Picture of Eddie Rosenquist with his cat
Eddie Rosenquist and his cat, Moana (he calls her Momo)

One of those people is Jeff Kranz. A social worker with nearly 40 years of mental health and addiction treatment experience, Kranz has been working with patients like Rosenquist in Partial Hospitalization for the last eight years.

“He’s wonderful,” Rosenquist said of Kranz, adding with an audible smile, “Even though he’s from Illinois.”

Kranz described his Iowa City-born patient in turn as “a cool guy” who takes the lessons of recovery seriously.

“We have a relationship-based program, and—Eddie would be one of them—the patients feel like we really care,” Kranz said. “We’re not just doing worksheets here. We’re getting into their world.”

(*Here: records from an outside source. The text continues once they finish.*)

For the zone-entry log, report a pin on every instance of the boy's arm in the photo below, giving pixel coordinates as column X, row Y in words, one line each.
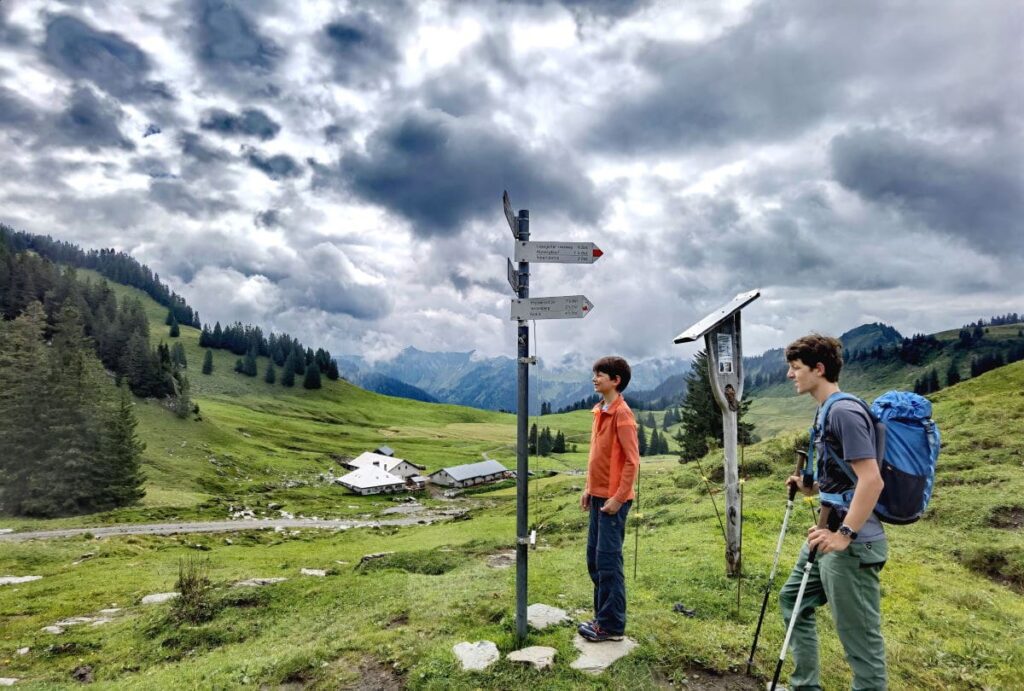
column 627, row 432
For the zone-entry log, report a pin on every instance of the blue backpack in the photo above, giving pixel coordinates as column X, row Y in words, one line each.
column 907, row 443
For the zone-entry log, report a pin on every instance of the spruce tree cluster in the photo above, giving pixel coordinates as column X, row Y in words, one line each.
column 70, row 443
column 699, row 415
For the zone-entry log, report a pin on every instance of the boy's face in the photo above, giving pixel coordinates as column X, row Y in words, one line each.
column 804, row 377
column 603, row 384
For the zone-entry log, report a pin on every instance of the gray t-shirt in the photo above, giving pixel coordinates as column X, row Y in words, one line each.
column 850, row 435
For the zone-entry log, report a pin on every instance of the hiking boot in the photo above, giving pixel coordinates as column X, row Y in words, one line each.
column 594, row 633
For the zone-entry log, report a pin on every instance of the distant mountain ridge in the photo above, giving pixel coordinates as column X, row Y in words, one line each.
column 467, row 379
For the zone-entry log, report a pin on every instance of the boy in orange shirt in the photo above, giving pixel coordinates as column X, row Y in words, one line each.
column 614, row 458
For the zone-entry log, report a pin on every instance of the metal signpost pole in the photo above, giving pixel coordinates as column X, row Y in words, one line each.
column 522, row 464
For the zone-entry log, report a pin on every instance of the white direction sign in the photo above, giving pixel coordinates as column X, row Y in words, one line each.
column 513, row 276
column 557, row 253
column 562, row 307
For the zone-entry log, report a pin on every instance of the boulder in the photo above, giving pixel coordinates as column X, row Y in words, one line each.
column 540, row 656
column 596, row 657
column 541, row 616
column 476, row 656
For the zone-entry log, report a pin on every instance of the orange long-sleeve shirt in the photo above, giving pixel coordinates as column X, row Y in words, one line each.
column 614, row 452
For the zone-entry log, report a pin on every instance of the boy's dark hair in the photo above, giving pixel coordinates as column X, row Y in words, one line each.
column 614, row 366
column 817, row 348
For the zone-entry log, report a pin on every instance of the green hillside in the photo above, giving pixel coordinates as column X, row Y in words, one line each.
column 951, row 593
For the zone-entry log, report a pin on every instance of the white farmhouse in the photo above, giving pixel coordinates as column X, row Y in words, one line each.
column 389, row 464
column 470, row 474
column 372, row 480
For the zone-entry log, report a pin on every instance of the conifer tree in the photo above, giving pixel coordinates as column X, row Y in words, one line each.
column 288, row 376
column 312, row 379
column 122, row 457
column 699, row 415
column 559, row 444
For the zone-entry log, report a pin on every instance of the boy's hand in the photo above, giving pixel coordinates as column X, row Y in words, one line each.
column 826, row 541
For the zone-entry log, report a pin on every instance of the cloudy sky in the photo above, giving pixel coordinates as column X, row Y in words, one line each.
column 335, row 170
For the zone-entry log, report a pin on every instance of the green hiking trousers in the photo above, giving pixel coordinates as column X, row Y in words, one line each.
column 848, row 580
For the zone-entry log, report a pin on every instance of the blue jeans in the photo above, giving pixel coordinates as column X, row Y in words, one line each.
column 604, row 562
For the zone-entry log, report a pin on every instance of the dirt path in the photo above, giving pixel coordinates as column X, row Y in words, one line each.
column 231, row 526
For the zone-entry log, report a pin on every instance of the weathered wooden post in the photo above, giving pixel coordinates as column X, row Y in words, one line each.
column 725, row 370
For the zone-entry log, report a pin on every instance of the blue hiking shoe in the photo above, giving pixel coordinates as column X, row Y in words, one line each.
column 593, row 633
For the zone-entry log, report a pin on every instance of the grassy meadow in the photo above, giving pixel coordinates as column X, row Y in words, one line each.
column 953, row 611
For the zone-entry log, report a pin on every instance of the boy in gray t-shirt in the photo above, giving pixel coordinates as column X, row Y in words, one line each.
column 845, row 573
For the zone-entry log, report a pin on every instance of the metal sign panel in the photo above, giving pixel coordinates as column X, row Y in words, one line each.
column 716, row 317
column 557, row 253
column 513, row 275
column 562, row 307
column 510, row 215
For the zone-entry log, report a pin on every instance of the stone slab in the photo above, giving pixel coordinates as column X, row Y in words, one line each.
column 541, row 616
column 596, row 657
column 540, row 656
column 476, row 656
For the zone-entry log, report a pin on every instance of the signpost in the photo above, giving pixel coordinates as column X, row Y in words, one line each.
column 524, row 309
column 557, row 253
column 725, row 359
column 564, row 307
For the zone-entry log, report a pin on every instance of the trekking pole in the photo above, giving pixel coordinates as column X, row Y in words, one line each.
column 824, row 518
column 713, row 502
column 774, row 567
column 636, row 533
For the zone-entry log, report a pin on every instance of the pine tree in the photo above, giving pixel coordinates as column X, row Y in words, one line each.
column 312, row 379
column 699, row 415
column 288, row 376
column 952, row 375
column 122, row 457
column 559, row 444
column 545, row 442
column 654, row 445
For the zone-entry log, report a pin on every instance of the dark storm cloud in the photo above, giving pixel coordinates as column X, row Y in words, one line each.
column 975, row 195
column 279, row 167
column 196, row 147
column 757, row 81
column 113, row 63
column 229, row 45
column 439, row 172
column 88, row 122
column 360, row 49
column 251, row 122
column 14, row 111
column 176, row 198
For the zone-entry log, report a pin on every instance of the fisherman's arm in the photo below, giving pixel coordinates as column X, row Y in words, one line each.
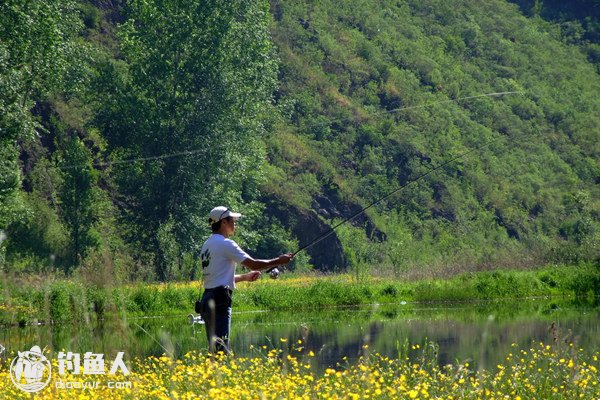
column 261, row 265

The world of a person suffering from addiction, Kranz said, tends to be overshadowed by unresolved childhood traumas connected to fear, depression, and anxiety that alcohol and drugs are used to escape from in adulthood.

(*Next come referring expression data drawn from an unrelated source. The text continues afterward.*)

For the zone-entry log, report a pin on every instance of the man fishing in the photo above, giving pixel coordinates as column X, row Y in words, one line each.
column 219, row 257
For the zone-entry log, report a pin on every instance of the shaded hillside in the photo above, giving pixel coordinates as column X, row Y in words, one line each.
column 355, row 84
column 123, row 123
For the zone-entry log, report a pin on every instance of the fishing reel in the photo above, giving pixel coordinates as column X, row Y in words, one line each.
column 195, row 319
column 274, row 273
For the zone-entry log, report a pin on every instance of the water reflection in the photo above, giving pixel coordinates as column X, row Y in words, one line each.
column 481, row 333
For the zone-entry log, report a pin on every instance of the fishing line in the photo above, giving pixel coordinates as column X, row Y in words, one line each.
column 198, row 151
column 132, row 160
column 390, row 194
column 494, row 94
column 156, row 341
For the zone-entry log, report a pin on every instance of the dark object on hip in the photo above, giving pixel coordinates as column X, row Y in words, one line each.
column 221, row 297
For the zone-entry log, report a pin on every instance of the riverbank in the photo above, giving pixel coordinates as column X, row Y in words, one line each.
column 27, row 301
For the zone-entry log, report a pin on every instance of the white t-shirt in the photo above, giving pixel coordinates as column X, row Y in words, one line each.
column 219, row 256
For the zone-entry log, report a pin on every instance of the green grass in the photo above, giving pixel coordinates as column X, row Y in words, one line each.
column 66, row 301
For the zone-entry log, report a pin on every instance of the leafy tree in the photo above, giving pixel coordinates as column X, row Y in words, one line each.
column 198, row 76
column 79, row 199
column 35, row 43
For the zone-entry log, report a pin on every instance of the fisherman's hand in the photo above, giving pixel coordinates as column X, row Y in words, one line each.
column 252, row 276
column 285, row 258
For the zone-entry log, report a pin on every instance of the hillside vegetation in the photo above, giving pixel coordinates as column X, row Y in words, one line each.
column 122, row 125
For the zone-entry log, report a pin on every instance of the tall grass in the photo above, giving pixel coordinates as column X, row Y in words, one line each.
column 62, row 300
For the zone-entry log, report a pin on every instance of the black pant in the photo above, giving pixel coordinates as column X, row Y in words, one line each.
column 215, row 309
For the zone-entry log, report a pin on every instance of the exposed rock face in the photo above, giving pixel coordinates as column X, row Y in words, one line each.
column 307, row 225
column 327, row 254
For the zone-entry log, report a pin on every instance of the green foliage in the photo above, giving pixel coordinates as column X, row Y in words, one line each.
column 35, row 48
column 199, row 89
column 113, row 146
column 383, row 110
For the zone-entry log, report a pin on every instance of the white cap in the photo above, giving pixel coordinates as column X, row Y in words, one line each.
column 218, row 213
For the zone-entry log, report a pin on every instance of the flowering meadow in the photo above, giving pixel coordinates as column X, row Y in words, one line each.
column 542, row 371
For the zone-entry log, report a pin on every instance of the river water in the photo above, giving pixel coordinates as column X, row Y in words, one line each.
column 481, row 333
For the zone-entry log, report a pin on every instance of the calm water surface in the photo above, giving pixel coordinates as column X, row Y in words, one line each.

“Sometimes people come in, they’re trying to avoid dealing with their issues, and they’ve been doing that they’re whole life,” Kranz said. “And I understand that. But we’re talking about life or death here. People I’ve loved have died from this. I’m not here to coddle you. We mean business.”

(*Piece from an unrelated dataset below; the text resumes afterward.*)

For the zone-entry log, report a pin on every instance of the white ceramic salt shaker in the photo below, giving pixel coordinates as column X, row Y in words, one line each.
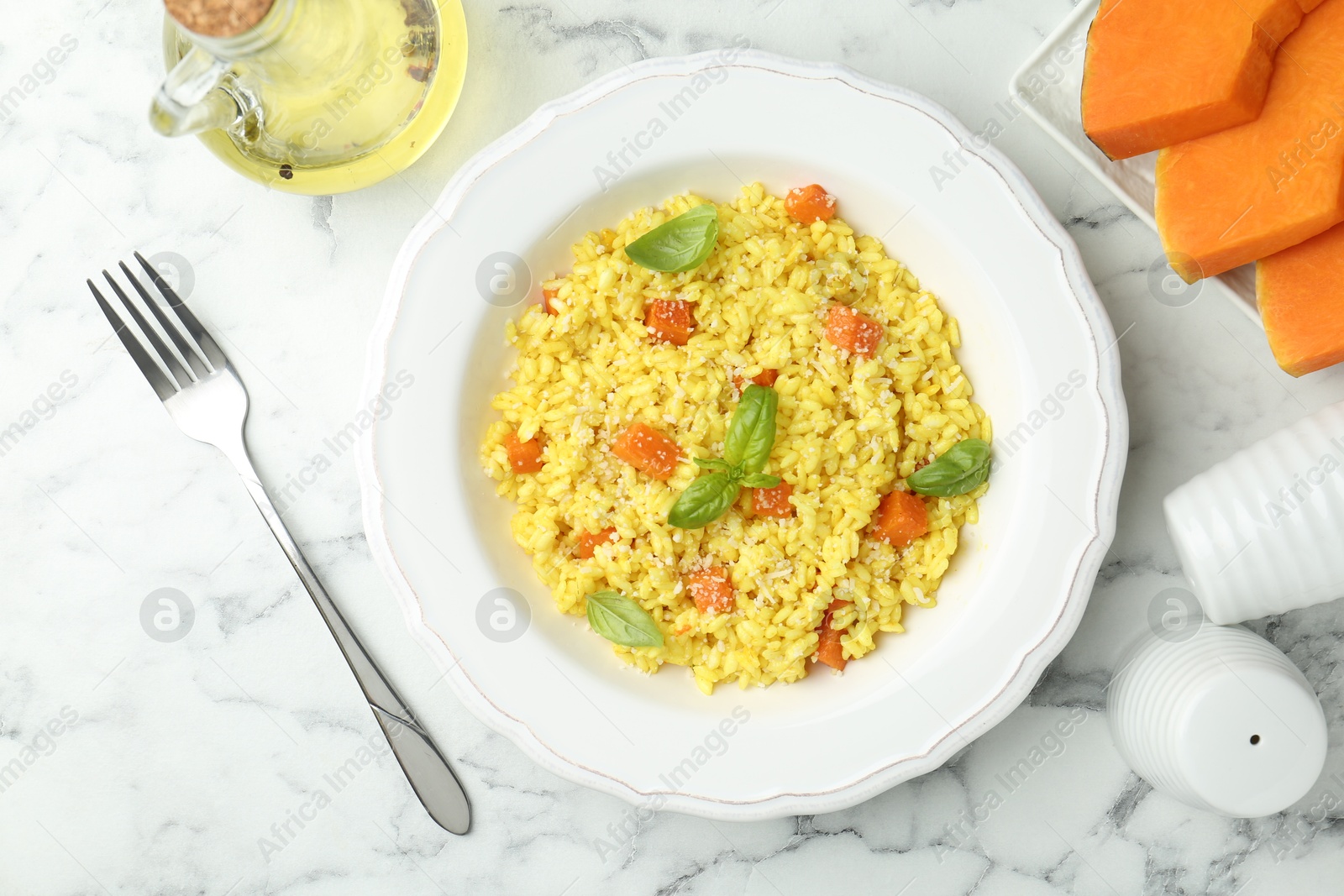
column 1263, row 532
column 1220, row 719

Breaking the cycle of trauma and addiction requires honesty and connection, Kranz emphasized; lessons he said Rosenquist embraces by regularly attending weekly meetings of Alcoholics Anonymous in addition to the partial hospitalization’s own recovery support group.

“Patients make fun of me because we talk about being emotionally present,” Kranz said. “Not just with others, but with everything— our whole planet, animals…everything. And they really embrace that concept too. They recognize that’s an important thing to develop in their lives.”

Rosenquist had a relapse last year and is back in recovery, a trajectory that tracks with what the seasoned addiction-services provider sees everyday: Recovery, Kranz said, “isn’t very linear.”

“This stuff isn’t rocket science,” he said. “At the same time, it’s like climbing Mount Everest. I’m not saying by any means that it’s easy.”

For his part, Rosenquist is more than happy to talk honestly about where he’s at in his journey.

“I think my first arrest and first treatment, I was probably biding my time, getting done with the legal stuff, probably not ready to quit drinking,” he said, “This time I’m very content with not drinking.”

One of the changes he plans to make is to his career.

“I’m thinking about going into counseling,” he said.